In a move that should please U.S. Sen. Chuck Grassley, The Journal of the American Medical Association will shift its editorial policies in the wake of complaints concerning study authors’ possible financial connections to health care and pharmaceutical industries.
JAMA will announce its new policy in an editorial this week, according to an article in yesterday’s Wall Street Journal. The medical journal had been criticized for taking five months to acknowledge that a study on the use of antidepressants in stroke victims was written by a University of Iowa psychiatrist with a financial relationship with the maker of the pharmaceutical studied.
Grassley sent out a press release indicating he had asked eight medical journals to describe their ghostwriting policies as a broader effort to establish transparency with regard to financial relationships between the drug industry and medical professionals.

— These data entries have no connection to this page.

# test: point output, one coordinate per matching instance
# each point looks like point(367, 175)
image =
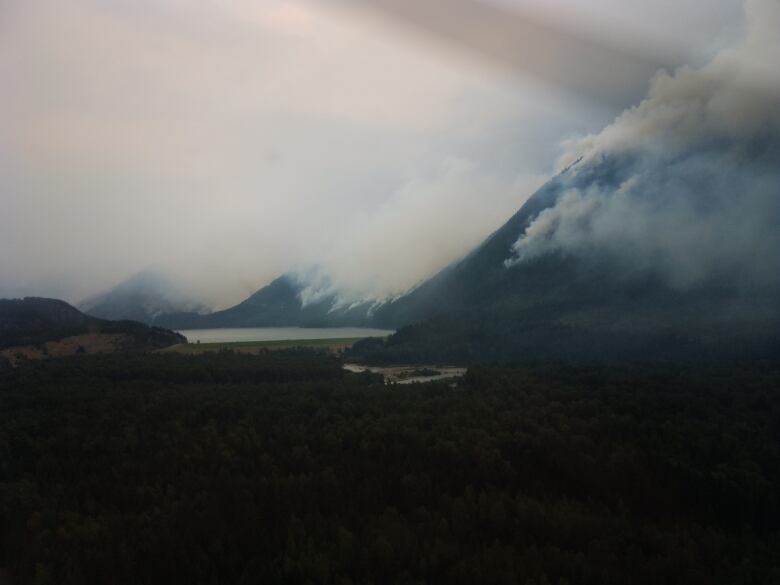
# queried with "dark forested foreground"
point(280, 468)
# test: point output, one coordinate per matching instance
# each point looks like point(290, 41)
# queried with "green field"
point(333, 345)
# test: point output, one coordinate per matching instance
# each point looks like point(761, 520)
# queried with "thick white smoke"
point(698, 173)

“Public dollars and the public trust are at stake in the practice of medicine, and the information that is shared in these journals can influence decisions made by doctors and their patients. Transparency can do a lot of good in building confidence that there’s nothing to hide, and that applies to how expert opinion is presented in public forums like these journals provide,” Grassley said.
Grassley also wrote a letter to 23 medical schools requesting information about their conflict-of-interest policies and disclosure of federal research dollars donated by pharmaceutical companies to staff physicians.
Both Grassley, an Iowa Republican who is ranking member of the Senate Finance Committee, and U.S. Sen. Max Baucus (D-Montana), who is chairman of the committee, have been placed under the microscope due to former staff members now lobbying for the health care and pharmaceutical industries during the congressional discussion on health care reform. The lobbying firm Mehlman Vogel Castagnetti, which represents at least six pharmaceutical or health care products companies, includes both Baucus’ former chief of staff David Castagnetti and Grassley’s former health policy adviser Colette Desmarais. One of Mehlman Vogal Castagnetti’s clients — the Pharmaceutical Research and Manufacturers of America — has doubled its spending to nearly $7 million in the first quarter of 2009.